Wednesday, June 24, 2009

Killer costs

I've seen first hand the effects of an asthma attack - the desperate gasps for breath, the terror in the eyes. Asthma can be a killer, but fortunately one which can treated. So today's news that financial worries causes some people to think twice about using their preventers should be a warning for us all.

Many people who suffer long-term illnesses like diabetes receive free prescriptions, but most asthma sufferers have to pay. However, this inconsistent approach is unlikely to be resolved by this or the next government, given the huge numbers being bandied around about budget cuts. Some interesting chronic euphemismia from David Halpern (along with David Miliband one of Blair's Third Way architects) is worthy of note:
"Billions of public spending can be saved, for instance, if services for those with chronic conditions like diabetes are redesigned around self-care."
As we've seen today with the asthma study, self care begins to fail when cash becomes tight.

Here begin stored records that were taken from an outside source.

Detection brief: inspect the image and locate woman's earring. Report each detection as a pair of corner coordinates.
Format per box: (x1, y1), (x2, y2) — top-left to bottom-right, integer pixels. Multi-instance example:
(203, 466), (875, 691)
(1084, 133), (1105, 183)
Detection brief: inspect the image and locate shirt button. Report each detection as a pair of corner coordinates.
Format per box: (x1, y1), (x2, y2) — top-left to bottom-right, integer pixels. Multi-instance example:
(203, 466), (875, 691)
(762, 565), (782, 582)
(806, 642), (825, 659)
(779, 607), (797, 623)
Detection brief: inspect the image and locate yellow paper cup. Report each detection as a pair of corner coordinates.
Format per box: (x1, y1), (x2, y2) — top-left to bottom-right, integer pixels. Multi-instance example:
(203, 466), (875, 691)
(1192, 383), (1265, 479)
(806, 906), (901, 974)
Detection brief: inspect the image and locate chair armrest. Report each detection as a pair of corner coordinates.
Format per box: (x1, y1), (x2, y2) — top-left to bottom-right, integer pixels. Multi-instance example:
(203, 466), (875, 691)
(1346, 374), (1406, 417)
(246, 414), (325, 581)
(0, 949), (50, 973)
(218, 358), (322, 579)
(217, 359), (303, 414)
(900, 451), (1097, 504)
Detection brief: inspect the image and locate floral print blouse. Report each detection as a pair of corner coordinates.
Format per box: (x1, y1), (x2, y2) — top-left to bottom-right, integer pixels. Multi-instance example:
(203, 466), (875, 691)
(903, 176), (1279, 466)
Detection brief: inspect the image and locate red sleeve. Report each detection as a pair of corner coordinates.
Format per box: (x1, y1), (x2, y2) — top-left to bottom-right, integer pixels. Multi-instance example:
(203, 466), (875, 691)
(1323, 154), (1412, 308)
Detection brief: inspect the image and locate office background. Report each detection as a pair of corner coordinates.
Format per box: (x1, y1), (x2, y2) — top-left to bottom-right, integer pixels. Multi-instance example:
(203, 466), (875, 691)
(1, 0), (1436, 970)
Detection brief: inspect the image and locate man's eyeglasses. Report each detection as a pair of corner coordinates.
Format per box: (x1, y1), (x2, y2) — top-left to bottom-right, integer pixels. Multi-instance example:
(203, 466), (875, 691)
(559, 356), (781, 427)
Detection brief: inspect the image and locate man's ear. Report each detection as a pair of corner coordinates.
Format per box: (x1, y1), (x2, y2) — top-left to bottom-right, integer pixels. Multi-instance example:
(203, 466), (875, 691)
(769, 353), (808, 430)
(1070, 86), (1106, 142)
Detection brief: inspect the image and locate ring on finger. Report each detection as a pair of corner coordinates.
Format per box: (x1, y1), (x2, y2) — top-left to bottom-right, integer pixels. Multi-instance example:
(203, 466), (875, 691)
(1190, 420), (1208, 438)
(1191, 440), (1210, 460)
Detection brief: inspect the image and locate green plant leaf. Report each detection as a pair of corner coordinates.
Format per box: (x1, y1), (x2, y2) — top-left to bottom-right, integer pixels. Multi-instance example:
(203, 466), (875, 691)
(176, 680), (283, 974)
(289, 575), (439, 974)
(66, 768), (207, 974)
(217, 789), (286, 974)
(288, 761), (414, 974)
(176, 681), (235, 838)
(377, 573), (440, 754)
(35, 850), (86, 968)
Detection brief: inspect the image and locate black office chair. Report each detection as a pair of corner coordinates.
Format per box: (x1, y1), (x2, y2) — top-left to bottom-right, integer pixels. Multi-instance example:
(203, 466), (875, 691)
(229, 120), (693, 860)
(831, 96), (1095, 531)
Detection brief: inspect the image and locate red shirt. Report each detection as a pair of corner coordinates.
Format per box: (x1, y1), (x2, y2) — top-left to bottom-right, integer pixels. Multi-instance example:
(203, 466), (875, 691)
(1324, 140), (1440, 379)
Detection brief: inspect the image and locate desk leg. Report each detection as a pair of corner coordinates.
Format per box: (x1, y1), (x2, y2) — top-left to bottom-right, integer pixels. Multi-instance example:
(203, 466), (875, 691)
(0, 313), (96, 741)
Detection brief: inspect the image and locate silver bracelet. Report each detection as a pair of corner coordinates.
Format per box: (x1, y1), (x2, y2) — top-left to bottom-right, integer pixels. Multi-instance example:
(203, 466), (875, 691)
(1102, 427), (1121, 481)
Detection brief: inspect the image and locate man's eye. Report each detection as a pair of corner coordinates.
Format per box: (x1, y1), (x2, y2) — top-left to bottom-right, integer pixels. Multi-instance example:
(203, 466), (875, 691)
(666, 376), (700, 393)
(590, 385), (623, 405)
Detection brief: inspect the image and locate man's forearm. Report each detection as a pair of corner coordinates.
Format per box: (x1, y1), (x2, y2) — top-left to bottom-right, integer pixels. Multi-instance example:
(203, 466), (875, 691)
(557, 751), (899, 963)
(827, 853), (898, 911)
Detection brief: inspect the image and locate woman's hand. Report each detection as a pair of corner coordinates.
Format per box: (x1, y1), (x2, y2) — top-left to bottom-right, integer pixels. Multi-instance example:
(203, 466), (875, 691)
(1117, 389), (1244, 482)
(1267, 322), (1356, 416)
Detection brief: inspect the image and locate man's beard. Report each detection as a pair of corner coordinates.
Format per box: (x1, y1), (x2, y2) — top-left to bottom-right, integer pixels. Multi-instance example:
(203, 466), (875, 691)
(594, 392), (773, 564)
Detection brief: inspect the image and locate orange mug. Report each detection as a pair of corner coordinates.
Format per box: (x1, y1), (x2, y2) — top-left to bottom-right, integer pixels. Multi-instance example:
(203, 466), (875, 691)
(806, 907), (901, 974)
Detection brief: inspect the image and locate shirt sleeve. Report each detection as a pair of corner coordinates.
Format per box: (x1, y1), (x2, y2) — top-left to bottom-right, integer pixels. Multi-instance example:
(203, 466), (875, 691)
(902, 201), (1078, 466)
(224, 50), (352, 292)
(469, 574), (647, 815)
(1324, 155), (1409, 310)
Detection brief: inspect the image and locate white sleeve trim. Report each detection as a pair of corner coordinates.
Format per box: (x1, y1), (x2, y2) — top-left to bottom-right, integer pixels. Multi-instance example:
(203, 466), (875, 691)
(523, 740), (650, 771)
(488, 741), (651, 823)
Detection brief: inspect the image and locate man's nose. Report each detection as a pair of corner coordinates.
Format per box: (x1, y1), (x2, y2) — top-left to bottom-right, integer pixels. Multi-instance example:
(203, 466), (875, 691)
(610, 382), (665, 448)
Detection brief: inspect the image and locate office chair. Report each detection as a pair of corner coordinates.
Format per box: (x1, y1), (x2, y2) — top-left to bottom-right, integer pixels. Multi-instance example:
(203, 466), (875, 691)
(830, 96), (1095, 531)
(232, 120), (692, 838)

Both the Tories and Labour will choose to target cuts in areas which won't affect their vote negatively, aiming to keep the affluent and middle class South East voter happy. That means the disenfranchised who are less likely to vote or whose votes have little demographic influence, like those on low incomes, will be hit hardest. And with an NHS hemorrhaging cash as a result of the failure of the Tory and then Labour PFI con job, it's likely that healthcare will take a big hit.

Whilst business, like the banking and motoring industries are being feather-bedded, chances are that those hardest hit will be those who most need essential services like socialised healthcare.